Il est essentiel de différencier les gilets de sauvetage des aides à la flottabilité. Les gilets de sauvetage permettent de flotter sur le dos et de respirer, assurant le retournement d’une personne inconsciente. Les aides à la flottabilité, quant à elles, n’assurent que la flottabilité indiquée sur celles-ci. Elles ne protègent pas de la noyade en cas de perte de connaissance.

Maintenance, Révision et Durée de Vie des Gilets de Sauvetage

Un gilet qu'on ne porte pas ne sauve personne, mais un gilet en mauvais état non plus. Les gilets de sauvetage ont une durée de vie limitée, accentuée par les agressions auxquelles ils sont soumis (rayonnement ultra-violet, sel marin, abrasion, micro-organismes, hydrocarbures, compression, etc.). Un entretien régulier et des révisions périodiques sont indispensables pour garantir leur efficacité le jour où vous en aurez besoin.

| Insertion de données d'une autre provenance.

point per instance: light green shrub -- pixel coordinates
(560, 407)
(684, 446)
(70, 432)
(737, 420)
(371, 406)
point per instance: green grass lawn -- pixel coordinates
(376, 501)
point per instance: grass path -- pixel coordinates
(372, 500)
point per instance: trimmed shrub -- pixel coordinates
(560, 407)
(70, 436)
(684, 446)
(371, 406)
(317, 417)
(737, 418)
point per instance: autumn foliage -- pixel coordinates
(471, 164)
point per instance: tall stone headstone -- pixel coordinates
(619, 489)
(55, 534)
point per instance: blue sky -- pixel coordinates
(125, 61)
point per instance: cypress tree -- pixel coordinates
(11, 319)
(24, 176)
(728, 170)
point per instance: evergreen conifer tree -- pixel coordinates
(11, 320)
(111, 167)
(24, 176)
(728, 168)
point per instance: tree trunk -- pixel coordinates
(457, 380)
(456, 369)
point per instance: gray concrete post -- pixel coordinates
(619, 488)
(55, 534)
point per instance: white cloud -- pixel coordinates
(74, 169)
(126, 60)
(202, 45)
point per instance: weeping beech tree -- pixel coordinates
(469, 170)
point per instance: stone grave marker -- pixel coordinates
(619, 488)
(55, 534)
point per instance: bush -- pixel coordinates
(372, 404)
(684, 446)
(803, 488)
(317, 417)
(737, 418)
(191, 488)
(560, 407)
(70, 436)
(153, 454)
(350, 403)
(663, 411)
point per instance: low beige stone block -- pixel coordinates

Pour les gilets gonflables, une révision annuelle est recommandée. La révision des gilets de sauvetage gonflables doit être effectuée par le fabricant ou des professionnels (stations de révisions, shipchandlers…) agréés par les marques, ayant reçu une formation spécifique des fabricants et dotés de l’équipement nécessaire à la révision. L’objet du marquage, tel qu'un système volontaire mis en place par les fabricants avec un délai de mise en œuvre au 1er juin 2013, est de rappeler au plaisancier la date recommandée pour la prochaine révision. Le marquage du gilet est effectué à l’aide d’une pastille, d’une bague, ou de tout autre support répondant à des caractéristiques précises, le type de marquage étant laissé au choix du fabricant (forme, taille, couleur…). Le 1er juin 2013 constitue le délai retenu pour sa mise en œuvre. Dans la pratique, à partir de la première révision du gilet, l’apposition sera systématique.

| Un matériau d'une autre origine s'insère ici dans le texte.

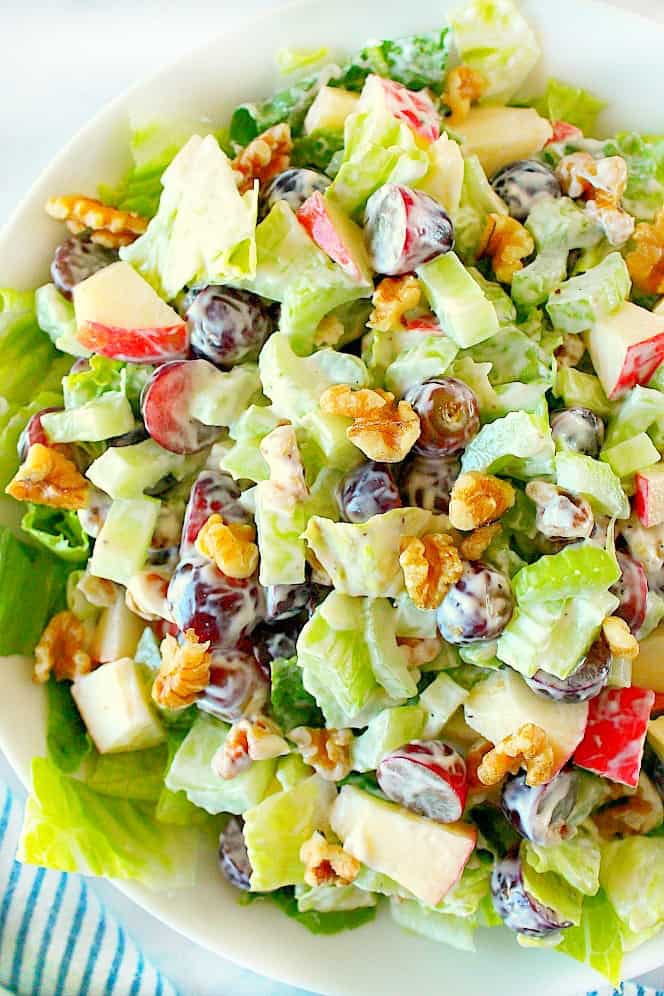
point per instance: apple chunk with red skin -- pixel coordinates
(118, 314)
(649, 498)
(626, 348)
(336, 235)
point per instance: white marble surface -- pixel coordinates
(60, 61)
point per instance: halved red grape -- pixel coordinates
(404, 228)
(368, 490)
(478, 607)
(632, 590)
(427, 777)
(449, 415)
(166, 403)
(517, 908)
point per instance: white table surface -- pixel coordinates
(60, 61)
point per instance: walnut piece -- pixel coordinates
(646, 261)
(257, 739)
(327, 751)
(622, 643)
(529, 747)
(63, 650)
(392, 298)
(383, 430)
(507, 243)
(184, 671)
(327, 864)
(264, 157)
(229, 545)
(49, 478)
(463, 87)
(478, 499)
(430, 566)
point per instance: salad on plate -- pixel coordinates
(336, 444)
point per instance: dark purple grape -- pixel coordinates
(632, 590)
(294, 186)
(427, 482)
(578, 429)
(540, 813)
(584, 683)
(449, 415)
(404, 228)
(227, 326)
(522, 183)
(220, 609)
(233, 857)
(478, 607)
(516, 907)
(75, 260)
(368, 490)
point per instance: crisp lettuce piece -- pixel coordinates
(191, 772)
(58, 530)
(582, 301)
(363, 558)
(276, 829)
(71, 828)
(596, 940)
(494, 38)
(452, 930)
(583, 475)
(582, 569)
(561, 102)
(204, 230)
(518, 444)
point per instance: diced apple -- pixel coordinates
(114, 702)
(648, 668)
(612, 745)
(336, 235)
(119, 315)
(500, 705)
(423, 856)
(626, 348)
(500, 135)
(649, 500)
(330, 109)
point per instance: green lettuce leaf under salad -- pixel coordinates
(362, 632)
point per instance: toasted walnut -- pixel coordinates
(529, 747)
(327, 751)
(430, 566)
(383, 430)
(646, 261)
(327, 864)
(184, 671)
(473, 547)
(230, 546)
(63, 649)
(619, 638)
(637, 813)
(257, 739)
(478, 499)
(48, 478)
(507, 243)
(265, 157)
(463, 87)
(392, 298)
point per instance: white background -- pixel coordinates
(60, 61)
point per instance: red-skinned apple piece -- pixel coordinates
(338, 236)
(612, 745)
(649, 498)
(118, 314)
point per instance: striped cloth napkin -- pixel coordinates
(56, 938)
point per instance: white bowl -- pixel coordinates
(615, 54)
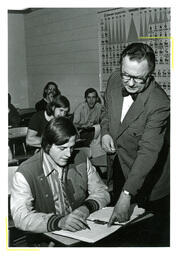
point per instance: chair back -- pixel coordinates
(17, 132)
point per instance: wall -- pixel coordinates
(17, 73)
(62, 46)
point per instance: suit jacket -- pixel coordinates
(141, 138)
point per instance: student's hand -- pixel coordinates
(108, 144)
(121, 209)
(72, 222)
(82, 211)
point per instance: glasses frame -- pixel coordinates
(137, 80)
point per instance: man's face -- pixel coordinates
(60, 111)
(91, 99)
(134, 75)
(60, 154)
(51, 89)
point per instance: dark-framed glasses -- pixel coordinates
(137, 80)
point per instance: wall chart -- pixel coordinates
(121, 26)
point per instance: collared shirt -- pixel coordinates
(25, 216)
(127, 102)
(56, 178)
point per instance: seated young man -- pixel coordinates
(56, 189)
(60, 106)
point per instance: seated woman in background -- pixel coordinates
(60, 106)
(50, 91)
(13, 114)
(87, 117)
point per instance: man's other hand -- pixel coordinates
(108, 144)
(74, 221)
(121, 209)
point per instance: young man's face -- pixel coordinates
(51, 89)
(134, 74)
(91, 99)
(60, 154)
(60, 111)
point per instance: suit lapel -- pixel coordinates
(136, 108)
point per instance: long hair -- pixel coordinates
(58, 131)
(59, 101)
(46, 89)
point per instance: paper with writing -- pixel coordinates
(98, 231)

Gestes d'Entretien et Contrôles

En mer, le nettoyage à l’eau douce après chaque utilisation est préconisé. Le stockage dans un endroit sec, aéré et à l’abri des rayonnements solaires est recommandé, tandis que les réparations de fortune sont déconseillées. Un contrôle tactile et visuel doit être réalisé régulièrement. Au moins tous les mois, il est recommandé de retirer le gilet de sa housse et de l’inspecter visuellement à la recherche de signes visibles de dommages.

Pour les gilets gonflables, il vous faudra remplacer la cartouche de gaz après utilisation du gilet de sauvetage, ou si elle n’est plus opérationnelle. Pour un gilet automatique, il faudra en plus changer également la pastille à sa date d’expiration ou après utilisation du gilet. Les kits de remplacement des systèmes de déclenchements, disponibles chez les shipchandlers, doivent servir à remplacer, au cours d’une navigation, un système "percuté" (donc utilisé). Tous les gilets de sauvetage doivent être inspectés et entretenus conformément aux instructions du fabricant. Dès que possible après usage, dégonflez le gilet de sauvetage et préparez-le pour son utilisateur suivant. Pour les balises lumineuses, remplacez les piles des balises lumineuses qui ont été activées par une immersion dans l’eau, et faites de même si les étanchéités ont été brisées pour une quelconque autre raison. Lorsqu’ils ne sont pas utilisés, les gilets de sauvetage doivent être conservés au sec. Si leur surface extérieure est mouillée, suivez les instructions du fabricant.